Fortunately, Griffiths can switch easily from scientist to raconteur.


“I’d love to see these used in biology classes, as it’s a free resource.”

“The whole point is to get beyond the academic audience and to involve and inspire the public, although definitely my students will also learn things from watching the videos, as they contain unpublished information you won’t find anywhere else. They’re also useful for schools, wherever they are in the country. I’d love to see these used in biology classes, as it’s a free resource and a perfect introduction for those who have little experience of sea creatures.”

And audiences can be sure they have an authentic learning experience. Griffiths is concerned about the veracity of much of the popular scientific material that appears on the web.

“A lot of it is very sensationalised, done by gung-ho people who are not showing the natural behaviours of the animals or are handling them incorrectly. They’re also often giving scientifically inaccurate information. We’re trying to make this light and entertaining, but still getting accurate science information in.”

Some of the episodes will feature guests, such as one just filmed about a collector of ‘sea vegetables’ who will demonstrate how she prepares seaweed dishes in her kitchen.

Feedback at this early stage has been very positive, Griffiths said. The emails he loves best are those that go something like, “I’ve lived at the seaside all my life and had never noticed all these incredible animals and the weird ways in which they live.”

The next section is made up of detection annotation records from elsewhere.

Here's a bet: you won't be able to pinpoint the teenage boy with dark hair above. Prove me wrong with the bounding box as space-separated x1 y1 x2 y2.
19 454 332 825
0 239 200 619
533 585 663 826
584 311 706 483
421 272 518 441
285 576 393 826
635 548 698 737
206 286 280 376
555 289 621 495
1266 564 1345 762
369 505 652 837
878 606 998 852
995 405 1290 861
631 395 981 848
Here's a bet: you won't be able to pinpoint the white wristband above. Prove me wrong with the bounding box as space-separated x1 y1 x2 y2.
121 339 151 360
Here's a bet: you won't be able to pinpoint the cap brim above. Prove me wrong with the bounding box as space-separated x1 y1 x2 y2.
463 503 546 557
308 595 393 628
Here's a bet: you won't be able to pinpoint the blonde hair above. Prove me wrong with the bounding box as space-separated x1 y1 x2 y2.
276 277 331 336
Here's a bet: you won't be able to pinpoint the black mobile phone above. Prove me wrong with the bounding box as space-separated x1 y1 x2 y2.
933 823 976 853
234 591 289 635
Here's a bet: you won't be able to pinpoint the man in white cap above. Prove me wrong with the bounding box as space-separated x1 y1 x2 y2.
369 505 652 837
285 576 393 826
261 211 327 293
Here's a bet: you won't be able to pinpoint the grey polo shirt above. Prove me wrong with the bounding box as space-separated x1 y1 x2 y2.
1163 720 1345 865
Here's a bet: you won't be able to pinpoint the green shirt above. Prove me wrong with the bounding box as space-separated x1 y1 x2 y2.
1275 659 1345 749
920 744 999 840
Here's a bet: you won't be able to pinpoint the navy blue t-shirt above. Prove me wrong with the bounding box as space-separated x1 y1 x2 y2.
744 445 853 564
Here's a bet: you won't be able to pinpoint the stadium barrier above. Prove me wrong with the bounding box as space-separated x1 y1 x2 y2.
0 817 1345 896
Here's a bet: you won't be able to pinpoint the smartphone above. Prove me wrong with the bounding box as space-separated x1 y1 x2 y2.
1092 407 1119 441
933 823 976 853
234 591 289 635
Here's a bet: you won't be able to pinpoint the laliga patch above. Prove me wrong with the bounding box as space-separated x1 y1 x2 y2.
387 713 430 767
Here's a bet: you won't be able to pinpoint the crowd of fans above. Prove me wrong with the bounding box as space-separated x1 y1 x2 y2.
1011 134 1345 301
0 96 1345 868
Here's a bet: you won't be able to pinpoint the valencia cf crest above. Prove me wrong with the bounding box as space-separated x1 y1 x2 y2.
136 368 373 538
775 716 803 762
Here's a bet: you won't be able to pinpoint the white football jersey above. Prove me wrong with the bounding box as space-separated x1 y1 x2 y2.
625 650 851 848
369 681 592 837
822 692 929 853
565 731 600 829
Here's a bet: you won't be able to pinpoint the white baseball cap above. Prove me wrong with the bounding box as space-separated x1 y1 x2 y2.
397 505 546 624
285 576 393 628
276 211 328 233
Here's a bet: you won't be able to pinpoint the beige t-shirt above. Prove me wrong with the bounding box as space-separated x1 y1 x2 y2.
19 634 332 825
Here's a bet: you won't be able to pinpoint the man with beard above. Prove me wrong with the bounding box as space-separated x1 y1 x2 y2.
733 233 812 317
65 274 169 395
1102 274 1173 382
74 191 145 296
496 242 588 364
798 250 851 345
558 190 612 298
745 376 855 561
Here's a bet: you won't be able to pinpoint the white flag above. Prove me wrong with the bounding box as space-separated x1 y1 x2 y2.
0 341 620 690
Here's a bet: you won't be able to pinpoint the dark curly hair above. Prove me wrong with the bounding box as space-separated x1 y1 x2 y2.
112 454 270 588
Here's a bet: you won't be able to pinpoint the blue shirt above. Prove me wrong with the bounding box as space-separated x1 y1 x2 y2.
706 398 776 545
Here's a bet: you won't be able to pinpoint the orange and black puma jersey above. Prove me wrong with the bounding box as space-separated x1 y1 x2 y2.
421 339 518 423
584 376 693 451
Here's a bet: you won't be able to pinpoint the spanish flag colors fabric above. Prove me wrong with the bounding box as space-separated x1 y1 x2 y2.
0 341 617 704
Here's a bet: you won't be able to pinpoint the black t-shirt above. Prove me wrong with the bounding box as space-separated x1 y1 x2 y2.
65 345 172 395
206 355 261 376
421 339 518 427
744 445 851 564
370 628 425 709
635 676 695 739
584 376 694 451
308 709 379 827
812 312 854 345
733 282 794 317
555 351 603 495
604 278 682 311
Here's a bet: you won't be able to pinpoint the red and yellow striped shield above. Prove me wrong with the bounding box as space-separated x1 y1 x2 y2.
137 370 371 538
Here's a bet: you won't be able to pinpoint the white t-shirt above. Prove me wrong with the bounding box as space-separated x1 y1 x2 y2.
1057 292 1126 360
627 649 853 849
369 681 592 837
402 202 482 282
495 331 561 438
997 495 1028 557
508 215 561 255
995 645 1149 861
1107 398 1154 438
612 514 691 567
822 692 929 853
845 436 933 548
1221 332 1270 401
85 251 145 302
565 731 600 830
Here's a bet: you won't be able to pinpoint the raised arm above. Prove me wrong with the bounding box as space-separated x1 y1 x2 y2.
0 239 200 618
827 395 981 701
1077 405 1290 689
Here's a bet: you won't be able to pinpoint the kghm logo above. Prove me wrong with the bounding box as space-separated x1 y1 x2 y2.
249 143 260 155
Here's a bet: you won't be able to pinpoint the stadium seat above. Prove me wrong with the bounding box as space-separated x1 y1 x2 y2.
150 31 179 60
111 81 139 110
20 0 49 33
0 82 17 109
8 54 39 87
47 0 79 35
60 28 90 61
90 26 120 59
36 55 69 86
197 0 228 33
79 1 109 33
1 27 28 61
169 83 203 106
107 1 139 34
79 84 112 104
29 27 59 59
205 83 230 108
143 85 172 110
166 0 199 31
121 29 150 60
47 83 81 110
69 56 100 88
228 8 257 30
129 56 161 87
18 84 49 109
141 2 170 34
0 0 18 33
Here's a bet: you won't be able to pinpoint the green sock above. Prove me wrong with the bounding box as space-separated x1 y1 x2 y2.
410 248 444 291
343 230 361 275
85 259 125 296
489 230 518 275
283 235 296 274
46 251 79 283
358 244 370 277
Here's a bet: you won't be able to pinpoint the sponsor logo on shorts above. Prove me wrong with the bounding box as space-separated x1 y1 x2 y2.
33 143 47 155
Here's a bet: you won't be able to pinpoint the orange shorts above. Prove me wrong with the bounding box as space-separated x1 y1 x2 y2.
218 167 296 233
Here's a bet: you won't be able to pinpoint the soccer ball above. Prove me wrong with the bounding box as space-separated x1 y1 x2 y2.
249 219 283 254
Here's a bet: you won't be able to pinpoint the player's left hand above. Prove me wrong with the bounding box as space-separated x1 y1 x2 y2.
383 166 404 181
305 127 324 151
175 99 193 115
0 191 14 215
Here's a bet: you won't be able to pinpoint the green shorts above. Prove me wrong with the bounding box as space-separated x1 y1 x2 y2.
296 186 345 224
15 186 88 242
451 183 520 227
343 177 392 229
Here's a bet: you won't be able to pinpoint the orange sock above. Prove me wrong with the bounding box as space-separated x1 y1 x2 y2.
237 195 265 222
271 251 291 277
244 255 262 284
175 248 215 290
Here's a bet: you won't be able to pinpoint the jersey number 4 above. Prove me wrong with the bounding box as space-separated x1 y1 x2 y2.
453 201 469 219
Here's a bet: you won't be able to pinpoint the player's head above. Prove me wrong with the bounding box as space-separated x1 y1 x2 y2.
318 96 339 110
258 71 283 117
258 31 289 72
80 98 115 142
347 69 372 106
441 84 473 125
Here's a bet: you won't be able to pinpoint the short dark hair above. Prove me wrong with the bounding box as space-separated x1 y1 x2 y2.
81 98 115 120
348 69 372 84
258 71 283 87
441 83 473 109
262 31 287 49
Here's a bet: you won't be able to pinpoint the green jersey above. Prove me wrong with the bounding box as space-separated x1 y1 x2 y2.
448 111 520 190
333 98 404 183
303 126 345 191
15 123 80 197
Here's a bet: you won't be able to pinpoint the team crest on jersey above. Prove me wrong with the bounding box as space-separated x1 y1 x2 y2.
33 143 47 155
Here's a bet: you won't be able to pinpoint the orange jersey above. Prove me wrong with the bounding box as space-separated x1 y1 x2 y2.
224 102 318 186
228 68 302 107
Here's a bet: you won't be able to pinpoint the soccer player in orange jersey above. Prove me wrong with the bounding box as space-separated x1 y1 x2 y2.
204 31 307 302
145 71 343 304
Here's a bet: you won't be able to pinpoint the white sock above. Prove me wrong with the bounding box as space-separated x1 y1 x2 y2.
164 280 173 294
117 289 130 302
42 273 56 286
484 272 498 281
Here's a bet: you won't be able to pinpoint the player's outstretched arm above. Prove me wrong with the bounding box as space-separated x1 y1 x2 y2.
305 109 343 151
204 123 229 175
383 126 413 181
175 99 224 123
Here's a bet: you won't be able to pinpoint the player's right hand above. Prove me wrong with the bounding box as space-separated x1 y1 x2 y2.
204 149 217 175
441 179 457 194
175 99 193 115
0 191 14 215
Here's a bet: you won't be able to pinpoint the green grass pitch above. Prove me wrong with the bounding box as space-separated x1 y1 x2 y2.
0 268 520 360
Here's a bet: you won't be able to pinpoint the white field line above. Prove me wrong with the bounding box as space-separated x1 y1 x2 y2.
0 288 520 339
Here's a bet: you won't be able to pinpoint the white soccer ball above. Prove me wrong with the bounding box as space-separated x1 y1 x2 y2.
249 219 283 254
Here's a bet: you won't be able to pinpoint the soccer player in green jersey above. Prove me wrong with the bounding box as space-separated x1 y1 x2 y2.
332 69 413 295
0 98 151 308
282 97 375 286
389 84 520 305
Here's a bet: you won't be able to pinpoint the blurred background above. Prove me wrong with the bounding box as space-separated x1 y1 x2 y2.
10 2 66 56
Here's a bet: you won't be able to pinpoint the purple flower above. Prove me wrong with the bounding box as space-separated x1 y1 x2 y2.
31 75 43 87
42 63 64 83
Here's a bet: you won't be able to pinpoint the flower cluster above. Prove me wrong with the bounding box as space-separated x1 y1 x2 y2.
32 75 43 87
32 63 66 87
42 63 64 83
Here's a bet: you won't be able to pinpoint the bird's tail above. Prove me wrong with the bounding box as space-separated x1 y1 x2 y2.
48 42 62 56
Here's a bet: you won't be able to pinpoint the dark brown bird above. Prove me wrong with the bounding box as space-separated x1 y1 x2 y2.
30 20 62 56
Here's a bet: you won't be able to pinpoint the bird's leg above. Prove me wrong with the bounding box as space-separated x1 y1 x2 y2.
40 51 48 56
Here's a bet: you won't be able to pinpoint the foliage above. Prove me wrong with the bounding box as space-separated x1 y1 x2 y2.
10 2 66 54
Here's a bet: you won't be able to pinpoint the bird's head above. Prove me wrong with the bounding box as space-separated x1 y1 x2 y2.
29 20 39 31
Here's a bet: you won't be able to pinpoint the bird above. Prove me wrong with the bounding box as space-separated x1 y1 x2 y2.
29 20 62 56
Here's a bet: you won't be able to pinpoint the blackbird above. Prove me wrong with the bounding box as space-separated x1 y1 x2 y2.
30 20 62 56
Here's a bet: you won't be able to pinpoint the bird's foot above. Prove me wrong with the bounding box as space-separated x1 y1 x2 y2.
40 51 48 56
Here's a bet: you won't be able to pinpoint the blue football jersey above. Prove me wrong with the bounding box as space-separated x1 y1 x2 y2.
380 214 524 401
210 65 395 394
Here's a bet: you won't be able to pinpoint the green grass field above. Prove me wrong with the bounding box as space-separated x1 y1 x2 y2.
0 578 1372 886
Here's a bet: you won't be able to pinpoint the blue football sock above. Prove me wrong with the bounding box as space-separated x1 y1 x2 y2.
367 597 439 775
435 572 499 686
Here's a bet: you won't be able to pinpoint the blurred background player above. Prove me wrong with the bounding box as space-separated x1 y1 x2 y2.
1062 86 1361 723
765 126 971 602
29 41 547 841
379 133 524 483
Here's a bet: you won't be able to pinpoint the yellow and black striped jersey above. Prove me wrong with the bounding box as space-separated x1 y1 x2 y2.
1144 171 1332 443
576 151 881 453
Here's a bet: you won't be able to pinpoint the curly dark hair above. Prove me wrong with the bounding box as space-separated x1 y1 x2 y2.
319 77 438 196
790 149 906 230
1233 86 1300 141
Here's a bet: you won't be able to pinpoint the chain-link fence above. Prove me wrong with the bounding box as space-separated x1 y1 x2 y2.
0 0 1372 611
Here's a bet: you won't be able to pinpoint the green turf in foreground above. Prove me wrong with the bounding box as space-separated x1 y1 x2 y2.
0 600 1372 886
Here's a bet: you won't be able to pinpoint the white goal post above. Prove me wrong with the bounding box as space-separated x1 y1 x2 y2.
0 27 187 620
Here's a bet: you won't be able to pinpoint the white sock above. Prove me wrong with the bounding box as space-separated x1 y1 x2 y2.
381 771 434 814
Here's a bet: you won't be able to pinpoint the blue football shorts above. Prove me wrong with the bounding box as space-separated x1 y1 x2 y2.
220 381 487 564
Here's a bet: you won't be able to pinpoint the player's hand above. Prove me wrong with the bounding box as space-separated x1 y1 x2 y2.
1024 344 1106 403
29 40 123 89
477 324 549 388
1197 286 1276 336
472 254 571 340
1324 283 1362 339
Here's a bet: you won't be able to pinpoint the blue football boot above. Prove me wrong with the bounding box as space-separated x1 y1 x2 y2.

And of course, there’s the other family connection.

“We’re going to do an episode on the shrimp that bores into kelp, that’s named after Roberta. We can use that as an opportunity to explain how you find new species and the process of naming them, which is a mystery to most people.”

He added, “You don’t have to go to the Kruger Park to see wildlife. It’s right here on our doorstep; all you need to do walk across the promenade at Sea Point down on the rocks at low tide to find it – in abundance.”